Я влезаю в машину и завожу двигатель. Мыслями я все еще у причала, в голове теснятся образы Синтии, Дэвида и Марри. Не помню, как я доехала до дома.

А там тишь да гладь. Бренна с Флорой мирно играют в снап.[3]

Неужели я совершаю ту же ошибку, что и Марри в молодости? Неужели я попросту слепая идиотка?! Неужели… Тут я срываюсь.

— Почему Флора еще не в постели?! — ору я на Бренну.

Она изумленно и немного испуганно смотрит на меня.

— Простите, я не…

— Черт побери, ты ничего не сделала, так?

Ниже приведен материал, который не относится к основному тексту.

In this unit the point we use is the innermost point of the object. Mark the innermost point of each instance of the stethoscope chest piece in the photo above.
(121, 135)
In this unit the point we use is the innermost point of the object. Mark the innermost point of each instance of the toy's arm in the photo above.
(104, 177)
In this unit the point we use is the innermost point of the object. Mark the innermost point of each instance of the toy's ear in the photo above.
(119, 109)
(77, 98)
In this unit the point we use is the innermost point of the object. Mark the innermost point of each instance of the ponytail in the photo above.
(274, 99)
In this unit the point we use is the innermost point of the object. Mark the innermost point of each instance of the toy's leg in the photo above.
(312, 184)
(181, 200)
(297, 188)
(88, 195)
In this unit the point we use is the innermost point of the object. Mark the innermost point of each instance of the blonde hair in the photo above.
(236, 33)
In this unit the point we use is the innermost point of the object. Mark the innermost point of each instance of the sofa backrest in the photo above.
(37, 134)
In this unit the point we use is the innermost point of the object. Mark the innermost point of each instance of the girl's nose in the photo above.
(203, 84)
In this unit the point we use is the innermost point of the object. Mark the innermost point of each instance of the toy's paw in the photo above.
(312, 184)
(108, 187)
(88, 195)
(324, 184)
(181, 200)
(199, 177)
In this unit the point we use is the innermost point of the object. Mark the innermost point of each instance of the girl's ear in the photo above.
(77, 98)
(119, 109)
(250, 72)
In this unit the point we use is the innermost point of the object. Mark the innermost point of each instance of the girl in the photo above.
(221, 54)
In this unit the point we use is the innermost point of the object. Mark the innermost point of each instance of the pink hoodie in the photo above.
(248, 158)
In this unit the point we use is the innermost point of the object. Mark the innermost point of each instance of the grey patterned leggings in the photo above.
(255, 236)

Господи, что со мной? Такого отношения не заслуживает даже самый распоследний обалдуй из моего класса. Но меня уже несет.

— Бренна, ей восемь лет! Господи, Флоре давно пора спать, а ты играешь с ней в карты. Вы с братом настоящая обуза!

Карты сыплются из рук Флоры, она издает не то лай, не то плач и жалобно смотрит на Бренну. Та встает, задрав голову, чтобы сдержать слезы. И выбегает из комнаты.

— Вот черт, — говорю я.

Флора мне не улыбается, даже головы не поворачивает в мою сторону.

вернуться

3

Детская игра в карты.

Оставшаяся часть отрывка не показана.